The Institute for Mental and Physical Health and Clinical Translation Strategy Research Centre, Deakin University School of Medicine, Geelong, Australia.
School of Public Health and Preventive Medicine, Monash University, Melbourne, Australia.
JAMA Psychiatry. 2020 Oct 1;77(10):1012-1020. doi: 10.1001/jamapsychiatry.2020.1214.
Depression is associated with increased inflammation, which may precede its onset, especially in older people. Some preclinical data suggest potential antidepressant effects of aspirin, supported by limited observational data suggesting lower rates of depression in individuals treated with aspirin. There currently appears to be no evidence-based pharmacotherapies for the primary prevention of depression.
To determine whether low-dose aspirin (100 mg) reduces the risk of depression in healthy older adults.
DESIGN, SETTING, AND PARTICIPANTS: This double-blinded, placebo-controlled randomized clinical trial was a substudy of the Aspirin in Reducing Events in the Elderly (ASPREE) trial, which examined if aspirin increased healthy life span, defined as survival free of dementia and disability. The prespecified secondary outcome was depression. Individuals of all races/ethnicities older than 70 years in Australia, as well as white individuals older than 70 years and black and Hispanic individuals older than 65 years in the United States, were included.
Participants were randomized to aspirin (100 mg daily) or placebo, with a median (interquartile range) follow-up of 4.7 (3.5-5.6) years.
The primary outcome was a proxy measure of major depressive disorder defined as a score of 8 or more on the Center for Epidemiologic Studies Depression 10-item (CES-D-10) scale.

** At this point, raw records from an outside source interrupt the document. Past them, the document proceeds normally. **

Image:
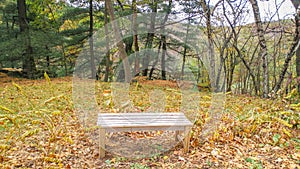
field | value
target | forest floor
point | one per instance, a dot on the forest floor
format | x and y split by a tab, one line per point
40	129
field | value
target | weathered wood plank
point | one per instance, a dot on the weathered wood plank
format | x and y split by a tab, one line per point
130	122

Of the 19 114 participants enrolled in the trial, 9525 received aspirin and 9589 received a placebo. The mean (SD) age was 75.2 (4.0) years in the aspirin group and 75.1 (4.5) years in the placebo group; 9531 (56.4%) were women. Participants' demographics and clinical characteristics at baseline were similar between groups. A total of 79 886 annual CES-D-10 measurements were taken, with a mean of 4.2 measurements per participant. There were no significant differences at annual visits in the proportions of CES-D-10 scores of 8 or more between the aspirin and placebo groups. The incidence rate of new CES-D-10 scores of 8 or more was 70.4 events per 1000 person-years in the aspirin group and 69.1 in the placebo group (hazard ratio, 1.02 [95% CI, 0.96-1.08]; P = .54).
Low-dose aspirin did not prevent depression in this large-scale study of otherwise healthy older adults.

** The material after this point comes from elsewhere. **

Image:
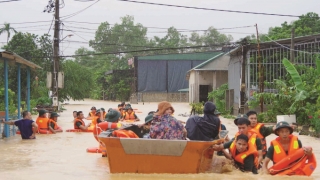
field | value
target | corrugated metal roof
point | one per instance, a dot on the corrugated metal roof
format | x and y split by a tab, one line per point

ClinicalTrials.gov Identifier: NCT01038583.
抑郁与炎症增加有关,炎症可能先于抑郁发作,尤其是在老年人中。一些临床前数据表明阿司匹林具有潜在的抗抑郁作用,有限的观察性数据也表明,接受阿司匹林治疗的个体中抑郁的发生率较低。目前似乎没有针对抑郁的预防的基于证据的药物治疗。
确定低剂量阿司匹林(100mg)是否可以降低健康老年人患抑郁症的风险。
设计、设置和参与者:这是一项双盲、安慰剂对照随机临床试验,是阿司匹林减少老年人事件(ASPREE)试验的子研究,该试验旨在检查阿司匹林是否能延长健康寿命,即无痴呆和残疾的生存。预先规定的次要结局是抑郁。澳大利亚所有种族/民族的 70 岁以上人群,以及美国的 70 岁以上白种人、65 岁以上黑人和西班牙裔人群都被纳入研究。

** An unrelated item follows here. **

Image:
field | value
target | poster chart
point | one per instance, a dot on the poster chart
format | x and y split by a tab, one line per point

参与者被随机分配至阿司匹林(每日 100mg)或安慰剂组,中位(四分位距)随访时间为 4.7(3.5-5.6)年。
主要结局是使用流行病学研究中心抑郁量表 10 项(CES-D-10)的评分 8 分或以上来衡量的主要抑郁障碍的替代指标。
在这项试验中,共有 19114 名参与者,其中 9525 名接受了阿司匹林治疗,9589 名接受了安慰剂治疗。阿司匹林组的平均(SD)年龄为 75.2(4.0)岁,安慰剂组为 75.1(4.5)岁;9531 名(56.4%)为女性。两组参与者的基线人口统计学和临床特征相似。共进行了 79886 次年度 CES-D-10 测量,平均每位参与者进行 4.2 次测量。在每年的就诊中,阿司匹林组和安慰剂组的 CES-D-10 评分达到 8 分或以上的比例没有显著差异。阿司匹林组新出现 CES-D-10 评分达到 8 分或以上的发生率为 70.4 例/1000人年,安慰剂组为 69.1 例/1000 人年(风险比,1.02[95%CI,0.96-1.08];P=0.54)。
在这项对其他健康老年人进行的大规模研究中,低剂量阿司匹林并未预防抑郁。
ClinicalTrials.gov 标识符:NCT01038583。